Democratic Congressional Candidate Curses At GOP Opponent During Synagogue Debate

brian fitzpatrick
Representative Brian Fitzpatrick talks with guests during a town hall meeting in Bensalem, Pennsylvania, on August 22, 2017. Fitzpatrick, who is up for re-election this year, was cursed at by his Democratic opponent Scott Wallace during a debate in a synagogue. Tom Williams/CQ Roll Call/Getty Images

Democratic congressional candidate Scott Wallace of Pennsylvania cursed at his opponent Brian Fitzpatrick during a debate in a synagogue, telling the Republican representative to "f*** off."

"Ironically, there was a later question about the need for civility in politics," Fitzpatrick told WBCB News. "Well, a good start is to not use vulgarities in the sanctuary of a synagogue in the middle of a congressional debate."

The expletives came during a debate between the two candidates on Sunday night at the Congregation Tifereth Israel in Bensalem, Pennsylvania. The two candidates are running for the House in the state's first congressional district, a largely Jewish community. According to WBCB, Wallace's outburst "silenced" the audience.

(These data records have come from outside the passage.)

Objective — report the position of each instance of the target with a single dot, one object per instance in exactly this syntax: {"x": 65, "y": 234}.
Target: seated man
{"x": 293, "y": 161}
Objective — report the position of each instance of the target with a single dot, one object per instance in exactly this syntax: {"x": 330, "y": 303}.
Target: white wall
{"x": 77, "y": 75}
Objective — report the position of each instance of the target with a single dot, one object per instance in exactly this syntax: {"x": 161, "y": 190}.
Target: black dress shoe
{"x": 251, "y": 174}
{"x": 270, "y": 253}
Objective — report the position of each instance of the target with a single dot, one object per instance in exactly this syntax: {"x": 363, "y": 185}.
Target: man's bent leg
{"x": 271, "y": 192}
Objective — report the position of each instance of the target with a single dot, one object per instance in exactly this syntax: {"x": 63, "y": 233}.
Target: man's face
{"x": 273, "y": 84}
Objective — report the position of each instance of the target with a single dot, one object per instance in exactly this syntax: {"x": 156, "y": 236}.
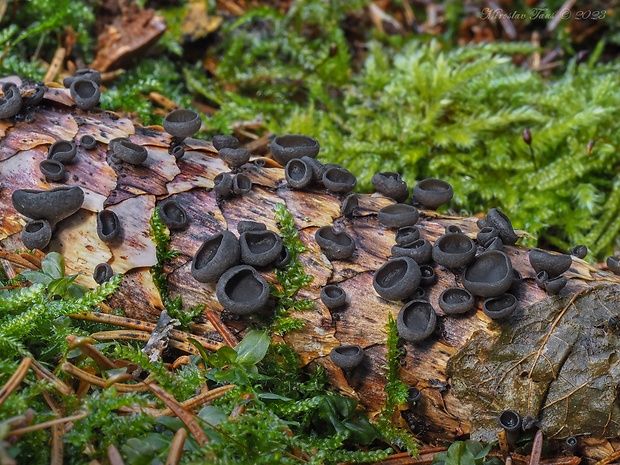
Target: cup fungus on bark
{"x": 347, "y": 357}
{"x": 298, "y": 173}
{"x": 489, "y": 275}
{"x": 182, "y": 123}
{"x": 52, "y": 205}
{"x": 173, "y": 215}
{"x": 338, "y": 179}
{"x": 242, "y": 290}
{"x": 553, "y": 264}
{"x": 335, "y": 244}
{"x": 260, "y": 248}
{"x": 398, "y": 215}
{"x": 218, "y": 253}
{"x": 453, "y": 250}
{"x": 108, "y": 225}
{"x": 432, "y": 192}
{"x": 391, "y": 185}
{"x": 500, "y": 307}
{"x": 102, "y": 273}
{"x": 53, "y": 170}
{"x": 36, "y": 234}
{"x": 420, "y": 250}
{"x": 85, "y": 93}
{"x": 397, "y": 279}
{"x": 456, "y": 300}
{"x": 333, "y": 296}
{"x": 416, "y": 321}
{"x": 289, "y": 146}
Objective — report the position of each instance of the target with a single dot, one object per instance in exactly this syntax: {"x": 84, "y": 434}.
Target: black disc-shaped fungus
{"x": 416, "y": 321}
{"x": 242, "y": 290}
{"x": 218, "y": 253}
{"x": 289, "y": 146}
{"x": 490, "y": 274}
{"x": 336, "y": 245}
{"x": 397, "y": 279}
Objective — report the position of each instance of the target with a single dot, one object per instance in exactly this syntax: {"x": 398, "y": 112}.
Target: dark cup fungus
{"x": 433, "y": 192}
{"x": 553, "y": 264}
{"x": 108, "y": 225}
{"x": 223, "y": 184}
{"x": 333, "y": 296}
{"x": 339, "y": 180}
{"x": 416, "y": 321}
{"x": 420, "y": 250}
{"x": 486, "y": 234}
{"x": 222, "y": 141}
{"x": 318, "y": 168}
{"x": 53, "y": 170}
{"x": 613, "y": 264}
{"x": 497, "y": 219}
{"x": 413, "y": 396}
{"x": 102, "y": 273}
{"x": 11, "y": 101}
{"x": 53, "y": 205}
{"x": 398, "y": 215}
{"x": 283, "y": 259}
{"x": 298, "y": 174}
{"x": 218, "y": 253}
{"x": 453, "y": 250}
{"x": 173, "y": 215}
{"x": 245, "y": 225}
{"x": 182, "y": 123}
{"x": 336, "y": 245}
{"x": 34, "y": 96}
{"x": 88, "y": 142}
{"x": 489, "y": 275}
{"x": 260, "y": 248}
{"x": 407, "y": 235}
{"x": 289, "y": 146}
{"x": 347, "y": 357}
{"x": 242, "y": 290}
{"x": 37, "y": 234}
{"x": 455, "y": 300}
{"x": 391, "y": 185}
{"x": 349, "y": 205}
{"x": 62, "y": 150}
{"x": 553, "y": 286}
{"x": 429, "y": 277}
{"x": 177, "y": 151}
{"x": 241, "y": 184}
{"x": 510, "y": 421}
{"x": 397, "y": 278}
{"x": 498, "y": 308}
{"x": 127, "y": 151}
{"x": 235, "y": 158}
{"x": 570, "y": 445}
{"x": 85, "y": 93}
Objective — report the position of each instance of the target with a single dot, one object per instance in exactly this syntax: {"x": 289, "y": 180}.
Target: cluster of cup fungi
{"x": 233, "y": 263}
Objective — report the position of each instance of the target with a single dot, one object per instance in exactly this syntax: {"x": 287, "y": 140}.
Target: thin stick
{"x": 100, "y": 382}
{"x": 176, "y": 447}
{"x": 14, "y": 381}
{"x": 48, "y": 424}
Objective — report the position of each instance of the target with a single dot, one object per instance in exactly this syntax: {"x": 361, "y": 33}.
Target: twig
{"x": 15, "y": 380}
{"x": 48, "y": 424}
{"x": 176, "y": 447}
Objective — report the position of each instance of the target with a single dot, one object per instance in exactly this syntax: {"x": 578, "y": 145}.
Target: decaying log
{"x": 555, "y": 359}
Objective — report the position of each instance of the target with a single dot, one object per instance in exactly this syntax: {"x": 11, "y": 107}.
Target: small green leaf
{"x": 252, "y": 348}
{"x": 59, "y": 286}
{"x": 54, "y": 265}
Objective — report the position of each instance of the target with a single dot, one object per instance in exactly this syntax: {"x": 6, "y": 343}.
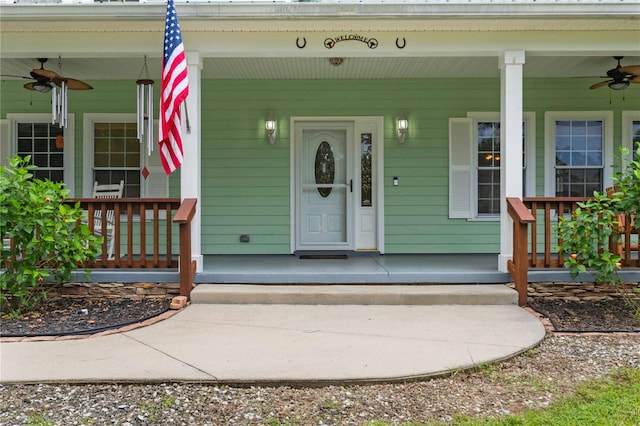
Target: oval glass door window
{"x": 325, "y": 169}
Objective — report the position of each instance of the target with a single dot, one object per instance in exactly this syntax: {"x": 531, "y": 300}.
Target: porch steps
{"x": 355, "y": 294}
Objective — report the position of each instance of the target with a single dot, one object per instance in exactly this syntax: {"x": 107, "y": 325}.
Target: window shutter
{"x": 157, "y": 183}
{"x": 460, "y": 168}
{"x": 4, "y": 142}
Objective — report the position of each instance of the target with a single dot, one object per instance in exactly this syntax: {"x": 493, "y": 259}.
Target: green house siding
{"x": 246, "y": 181}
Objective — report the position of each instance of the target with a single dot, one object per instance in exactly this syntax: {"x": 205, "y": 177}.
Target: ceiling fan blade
{"x": 39, "y": 73}
{"x": 16, "y": 76}
{"x": 72, "y": 83}
{"x": 602, "y": 83}
{"x": 631, "y": 69}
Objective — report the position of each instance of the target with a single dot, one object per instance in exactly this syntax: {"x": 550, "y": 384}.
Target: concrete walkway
{"x": 284, "y": 344}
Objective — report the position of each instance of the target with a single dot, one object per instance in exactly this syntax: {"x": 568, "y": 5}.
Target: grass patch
{"x": 614, "y": 400}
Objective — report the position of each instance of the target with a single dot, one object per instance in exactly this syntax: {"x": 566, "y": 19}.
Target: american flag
{"x": 173, "y": 91}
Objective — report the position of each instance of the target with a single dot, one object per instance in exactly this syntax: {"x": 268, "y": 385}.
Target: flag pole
{"x": 186, "y": 116}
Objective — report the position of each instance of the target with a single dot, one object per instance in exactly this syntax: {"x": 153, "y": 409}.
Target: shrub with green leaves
{"x": 585, "y": 236}
{"x": 44, "y": 239}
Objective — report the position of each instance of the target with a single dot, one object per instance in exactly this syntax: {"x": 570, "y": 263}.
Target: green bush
{"x": 586, "y": 235}
{"x": 44, "y": 238}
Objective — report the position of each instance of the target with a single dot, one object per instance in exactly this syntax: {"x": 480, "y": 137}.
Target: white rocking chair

Fitzpatrick, who was first elected in 2016, said that he was "stunned" by Wallace's comment.

The Democrat dropped the expletive when being questioned about his campaign's attack ad against Fitzpatrick's position on health care. The ad states that the representative wants to remove health care from people who have pre-existing conditions. Fitzpatrick claims that the points made in the advertisement are false, pointing to his vote against the Republican-led effort to repeal and replace Obamacare.

Wallace's campaign released a statement on Monday night explaining the outburst, saying he was "exasperated by yet another attempt from Rep. Brian Fitzpatrick to hide from his votes to take away protections for people with pre-existing conditions."

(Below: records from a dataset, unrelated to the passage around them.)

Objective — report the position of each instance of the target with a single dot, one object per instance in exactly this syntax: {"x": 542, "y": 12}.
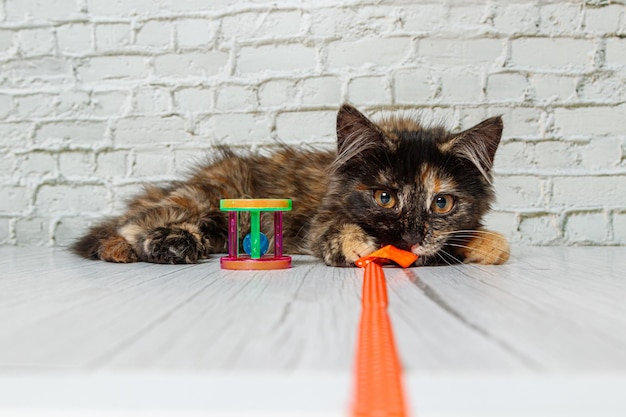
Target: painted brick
{"x": 275, "y": 58}
{"x": 502, "y": 222}
{"x": 556, "y": 154}
{"x": 506, "y": 87}
{"x": 76, "y": 164}
{"x": 39, "y": 9}
{"x": 7, "y": 39}
{"x": 109, "y": 103}
{"x": 512, "y": 156}
{"x": 149, "y": 130}
{"x": 455, "y": 52}
{"x": 32, "y": 231}
{"x": 303, "y": 127}
{"x": 369, "y": 90}
{"x": 152, "y": 100}
{"x": 111, "y": 164}
{"x": 559, "y": 19}
{"x": 67, "y": 228}
{"x": 355, "y": 23}
{"x": 552, "y": 52}
{"x": 71, "y": 133}
{"x": 277, "y": 24}
{"x": 235, "y": 97}
{"x": 517, "y": 18}
{"x": 14, "y": 199}
{"x": 604, "y": 88}
{"x": 47, "y": 68}
{"x": 619, "y": 228}
{"x": 550, "y": 87}
{"x": 414, "y": 86}
{"x": 186, "y": 65}
{"x": 152, "y": 163}
{"x": 37, "y": 164}
{"x": 15, "y": 135}
{"x": 192, "y": 33}
{"x": 368, "y": 52}
{"x": 542, "y": 229}
{"x": 5, "y": 232}
{"x": 603, "y": 20}
{"x": 279, "y": 92}
{"x": 460, "y": 87}
{"x": 586, "y": 228}
{"x": 43, "y": 105}
{"x": 5, "y": 105}
{"x": 102, "y": 68}
{"x": 75, "y": 38}
{"x": 429, "y": 17}
{"x": 155, "y": 34}
{"x": 601, "y": 153}
{"x": 601, "y": 192}
{"x": 122, "y": 8}
{"x": 590, "y": 121}
{"x": 35, "y": 42}
{"x": 519, "y": 122}
{"x": 320, "y": 91}
{"x": 70, "y": 199}
{"x": 616, "y": 51}
{"x": 193, "y": 100}
{"x": 236, "y": 128}
{"x": 518, "y": 191}
{"x": 112, "y": 36}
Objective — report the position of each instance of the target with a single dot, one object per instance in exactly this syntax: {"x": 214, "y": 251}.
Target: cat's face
{"x": 421, "y": 190}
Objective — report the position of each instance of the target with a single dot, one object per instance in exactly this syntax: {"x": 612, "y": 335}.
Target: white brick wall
{"x": 97, "y": 97}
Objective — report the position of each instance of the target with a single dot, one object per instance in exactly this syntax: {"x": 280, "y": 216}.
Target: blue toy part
{"x": 264, "y": 244}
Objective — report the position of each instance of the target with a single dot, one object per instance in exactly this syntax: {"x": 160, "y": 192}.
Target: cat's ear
{"x": 355, "y": 132}
{"x": 478, "y": 144}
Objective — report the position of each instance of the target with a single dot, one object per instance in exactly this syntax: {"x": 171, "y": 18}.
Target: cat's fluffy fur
{"x": 424, "y": 190}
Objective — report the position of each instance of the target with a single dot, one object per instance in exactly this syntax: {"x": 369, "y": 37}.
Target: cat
{"x": 395, "y": 182}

"I apologize for any offense that might have been taken, I am passionate about protecting people from insurance company abuses, and I'm sorry that in this instance, my frustration got the best of me," the statement read.

It's not the first time the two candidates have been in a hot-headed debate. Last week during a debate in another synagogue, the two could not think of a single issue on which they agreed upon when asked by the moderator.

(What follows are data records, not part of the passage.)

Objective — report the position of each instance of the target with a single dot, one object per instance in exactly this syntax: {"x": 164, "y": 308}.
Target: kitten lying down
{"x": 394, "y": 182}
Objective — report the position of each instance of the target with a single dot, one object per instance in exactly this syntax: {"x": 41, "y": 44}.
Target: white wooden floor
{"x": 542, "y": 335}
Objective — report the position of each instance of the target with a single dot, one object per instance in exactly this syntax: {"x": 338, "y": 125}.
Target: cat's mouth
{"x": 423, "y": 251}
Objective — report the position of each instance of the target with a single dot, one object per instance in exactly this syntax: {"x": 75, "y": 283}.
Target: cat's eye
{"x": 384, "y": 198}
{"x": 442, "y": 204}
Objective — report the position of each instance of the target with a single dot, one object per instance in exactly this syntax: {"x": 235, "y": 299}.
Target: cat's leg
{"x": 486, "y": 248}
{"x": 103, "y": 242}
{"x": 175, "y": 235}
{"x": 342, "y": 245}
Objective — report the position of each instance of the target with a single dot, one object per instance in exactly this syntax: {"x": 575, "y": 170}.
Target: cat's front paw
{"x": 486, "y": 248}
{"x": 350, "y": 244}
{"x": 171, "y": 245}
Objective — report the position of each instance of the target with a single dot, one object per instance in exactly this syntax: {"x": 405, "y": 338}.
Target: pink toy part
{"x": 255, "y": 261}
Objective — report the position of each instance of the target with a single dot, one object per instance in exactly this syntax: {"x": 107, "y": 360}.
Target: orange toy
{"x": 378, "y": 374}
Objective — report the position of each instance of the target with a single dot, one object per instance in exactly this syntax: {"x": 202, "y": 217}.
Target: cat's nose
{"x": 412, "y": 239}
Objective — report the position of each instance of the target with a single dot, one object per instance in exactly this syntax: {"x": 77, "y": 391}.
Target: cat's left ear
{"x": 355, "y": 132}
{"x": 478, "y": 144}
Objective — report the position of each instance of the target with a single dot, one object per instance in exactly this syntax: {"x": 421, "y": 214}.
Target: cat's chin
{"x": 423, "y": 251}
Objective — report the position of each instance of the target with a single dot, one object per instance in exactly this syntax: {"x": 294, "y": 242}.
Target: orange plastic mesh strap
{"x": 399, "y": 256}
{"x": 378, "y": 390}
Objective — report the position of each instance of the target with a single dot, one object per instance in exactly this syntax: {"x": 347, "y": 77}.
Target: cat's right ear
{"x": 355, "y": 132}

"You know, I wish I could answer that question," Fitzpatrick said. "Nothing comes to mind, to be honest, that I can think of."

A Monmouth poll released in early October showed Fitzpatrick with a slight lead over Wallace, with a 50 percent to 46 percent edge.

But this year, Pennsylvania got a new district map for the House of Representatives, replacing the previous map that has been struck down by the state's Supreme Court as a GOP gerrymander. This means that Fitzpatrick's district now has a better chance of swinging Democrat. According to the Monmouth survey, the race narrows to a virtual tie of 49 percent for Fitzpatrick and 48 percent for Wallace if the institute uses a polling model that incorporates a Democratic voter surge.

Fitzpatrick and Wallace are set to debate again on Thursday at Bucks County Community College.